Saran Rashmi, Tiwari Ravindra K, Reddy Penagaluru Paradhanandan, Ahuja Yog Raj
Clinical Genetics Unit, Department of Pediatrics, All India Institute of Medical Sciences, New Delhi, India.
Oral Oncol. 2008 Apr;44(4):354-60. doi: 10.1016/j.oraloncology.2007.05.002. Epub 2007 Oct 23.
Oral cancer is a common malignancy, ranking first among all cancers in Western and Asian countries. Use of tobacco is regarded as a major risk factor, along with age and gender. Oral cancer is preceded by some benign lesions or conditions, which are termed pre-cancerous. Only one-third of people at the pre-cancerous stage of disease succumb to cancer. No biomarker is available to identify people with pre-cancerous lesions or conditions at high risk of developing cancer. The focus of this study was to explore such biomarkers. The study included 129 untreated people with cancer, 138 untreated people at the pre-cancerous stage and 176 control participants. For statistical analysis of this data, analysis of variance and t-test were used.
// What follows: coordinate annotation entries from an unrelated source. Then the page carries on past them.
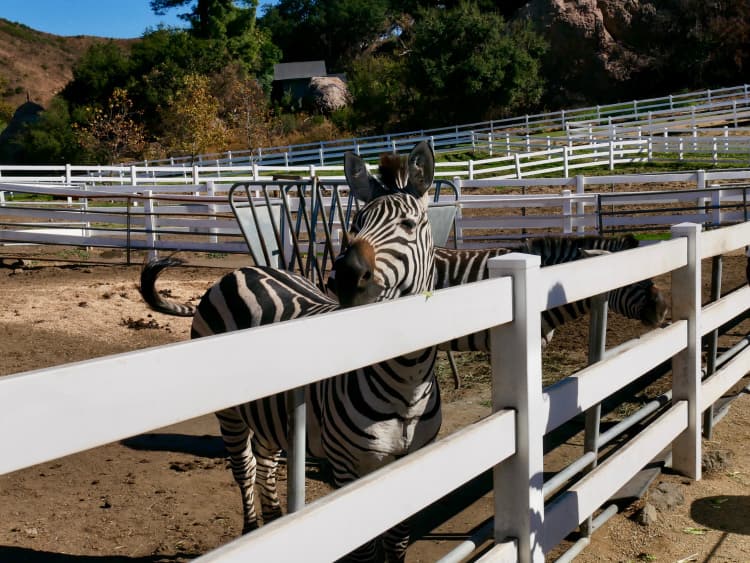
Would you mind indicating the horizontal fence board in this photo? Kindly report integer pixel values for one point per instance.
(72, 396)
(727, 239)
(725, 309)
(714, 386)
(636, 264)
(575, 394)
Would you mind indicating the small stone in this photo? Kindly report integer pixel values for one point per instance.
(666, 496)
(647, 515)
(716, 461)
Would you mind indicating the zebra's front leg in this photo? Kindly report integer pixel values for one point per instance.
(395, 542)
(268, 464)
(237, 437)
(369, 552)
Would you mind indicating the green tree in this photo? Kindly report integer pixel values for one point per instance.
(102, 68)
(243, 106)
(229, 28)
(112, 132)
(464, 65)
(376, 85)
(192, 124)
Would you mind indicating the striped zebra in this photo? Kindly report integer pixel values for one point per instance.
(357, 421)
(641, 300)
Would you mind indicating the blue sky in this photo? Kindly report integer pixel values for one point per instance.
(104, 18)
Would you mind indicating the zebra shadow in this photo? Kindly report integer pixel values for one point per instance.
(202, 446)
(27, 555)
(728, 513)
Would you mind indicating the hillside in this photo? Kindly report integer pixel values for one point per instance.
(38, 63)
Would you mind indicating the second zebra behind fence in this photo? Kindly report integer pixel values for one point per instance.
(380, 260)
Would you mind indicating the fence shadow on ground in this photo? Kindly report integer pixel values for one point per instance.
(729, 514)
(27, 555)
(202, 446)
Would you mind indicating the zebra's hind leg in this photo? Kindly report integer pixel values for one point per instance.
(268, 464)
(237, 437)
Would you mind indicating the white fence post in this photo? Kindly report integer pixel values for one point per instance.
(459, 217)
(518, 165)
(212, 209)
(150, 219)
(567, 210)
(580, 206)
(686, 366)
(517, 384)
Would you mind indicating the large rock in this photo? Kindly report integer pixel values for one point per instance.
(589, 44)
(329, 93)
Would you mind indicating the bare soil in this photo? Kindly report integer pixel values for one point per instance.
(168, 496)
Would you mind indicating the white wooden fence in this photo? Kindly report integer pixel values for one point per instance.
(198, 218)
(670, 114)
(537, 159)
(133, 396)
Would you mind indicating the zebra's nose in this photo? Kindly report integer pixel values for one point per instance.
(353, 274)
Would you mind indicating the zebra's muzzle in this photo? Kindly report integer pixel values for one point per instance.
(353, 276)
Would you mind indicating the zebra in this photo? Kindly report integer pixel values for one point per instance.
(254, 296)
(641, 300)
(357, 421)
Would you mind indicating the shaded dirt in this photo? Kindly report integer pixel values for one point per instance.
(169, 496)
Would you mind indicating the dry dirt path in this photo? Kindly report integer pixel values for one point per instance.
(168, 495)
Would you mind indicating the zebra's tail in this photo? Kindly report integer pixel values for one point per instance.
(149, 274)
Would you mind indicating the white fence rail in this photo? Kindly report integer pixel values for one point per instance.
(198, 218)
(133, 396)
(516, 134)
(541, 159)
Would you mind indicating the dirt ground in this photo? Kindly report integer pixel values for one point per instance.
(168, 496)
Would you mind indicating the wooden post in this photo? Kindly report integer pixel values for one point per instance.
(517, 384)
(686, 366)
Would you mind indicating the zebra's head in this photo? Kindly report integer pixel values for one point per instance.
(641, 300)
(389, 252)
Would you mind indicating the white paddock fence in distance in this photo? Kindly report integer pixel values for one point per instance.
(530, 161)
(492, 212)
(133, 396)
(673, 115)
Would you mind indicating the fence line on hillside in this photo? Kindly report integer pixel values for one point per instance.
(198, 217)
(727, 150)
(705, 106)
(134, 397)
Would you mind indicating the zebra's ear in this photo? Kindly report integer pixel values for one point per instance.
(421, 163)
(590, 252)
(363, 185)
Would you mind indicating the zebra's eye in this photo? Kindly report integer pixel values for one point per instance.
(408, 224)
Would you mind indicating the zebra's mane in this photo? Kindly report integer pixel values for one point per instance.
(557, 249)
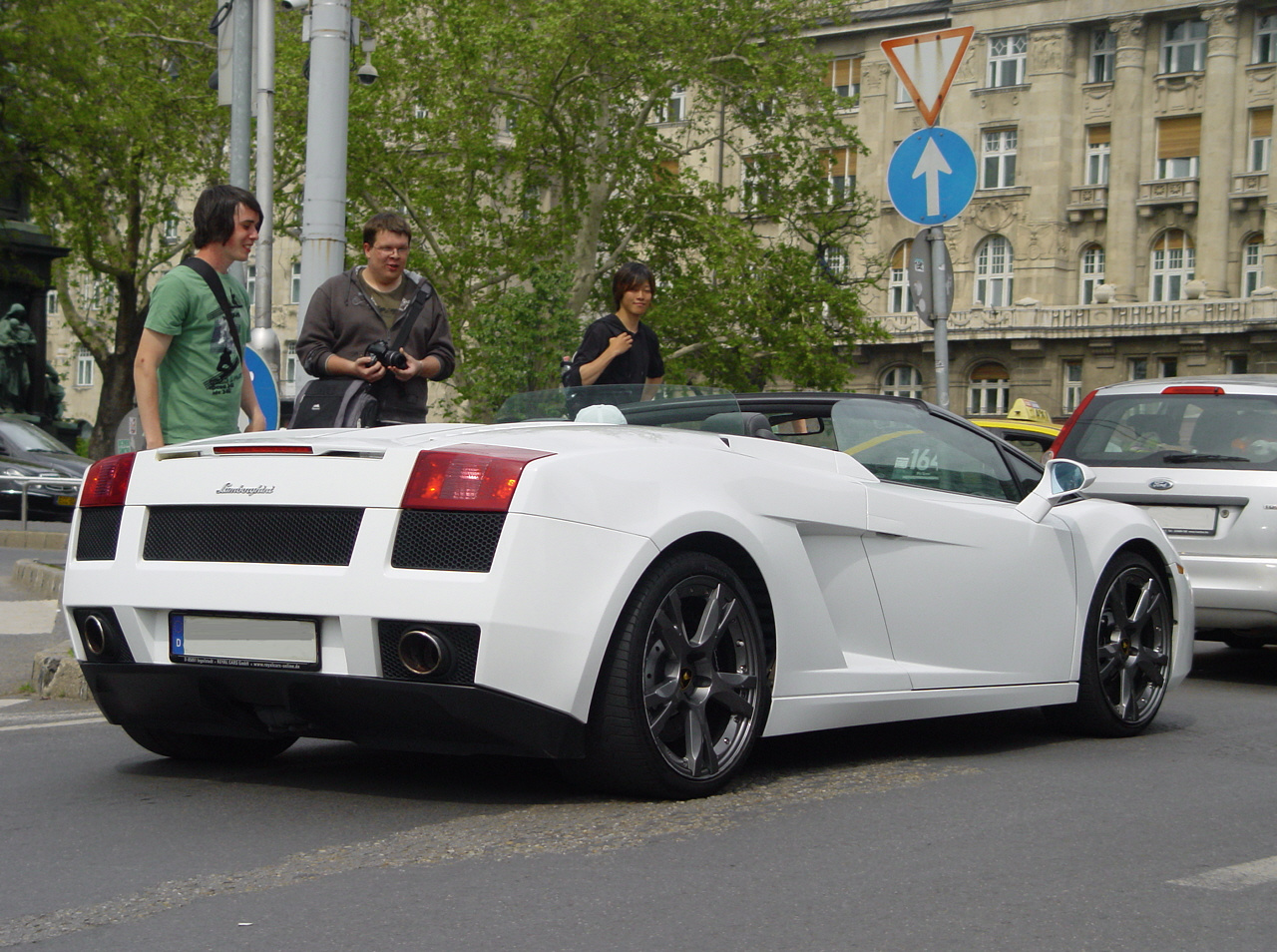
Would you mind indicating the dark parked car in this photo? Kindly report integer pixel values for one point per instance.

Three biomarkers (i.e. micronucleus test [MNT], comet assay and challenge comet assay were used. MNT and comet assay were carried out on buccal epithelial cells. In addition, challenge comet assay was carried out on peripheral blood leucocytes by using mutagen MNNG sensitivity of DNA after DNA repair. A significant stepwise increase in the DNA damage (basal/MNNG-treated/post-repair) was observed in buccal epithelial cells and peripheral blood leucocytes from control to pre-cancer patients and from pre-cancer to cancer patients. Micronucleus frequency also increased in the same way. Considerable inter-individual and inter-cellular variability in DNA damage was observed, which increased from control to pre-cancer patients and from pre-cancer to cancer patients. The outliers among patients with pre-cancerous states were identified on the basis of more than mean +2 SD limits for comet tail length, as well as mean percentage of micronuclei. Hence, those participants whose cells showed high basal DNA damage, extreme sensitivity to MNNG and reduced repair were identified as high-risk individuals.
口腔癌是一种常见的恶性肿瘤,在西方国家和亚洲国家的所有癌症中位居首位。除年龄和性别外,吸烟被视为主要危险因素。口腔癌之前会出现一些良性病变或状况,这些被称为癌前病变。处于疾病癌前阶段的人中只有三分之一会患癌症。目前尚无生物标志物可用于识别具有癌前病变或状况且患癌风险高的人群。本研究的重点是探索此类生物标志物。该研究纳入了129名未经治疗的癌症患者、138名处于癌前阶段的未经治疗的患者以及176名对照参与者。对于这些数据的统计分析,使用了方差分析和t检验。使用了三种生物标志物(即微核试验[MNT]、彗星试验和挑战彗星试验)。MNT和彗星试验在颊上皮细胞上进行。此外,通过使用DNA修复后对诱变剂MNNG的敏感性,对外周血白细胞进行挑战彗星试验。在颊上皮细胞和外周血白细胞中,从对照到癌前患者以及从癌前到癌症患者,观察到DNA损伤(基础/经MNNG处理/修复后)有显著的逐步增加。微核频率也以相同方式增加。观察到DNA损伤存在相当大的个体间和细胞间变异性,从对照到癌前患者以及从癌前到癌症患者,这种变异性增加。根据彗星尾长超过平均值 +2标准差的界限以及微核的平均百分比,确定癌前状态患者中的异常值。因此,那些细胞显示出高基础DNA损伤、对MNNG极度敏感且修复能力降低的参与者被确定为高危个体。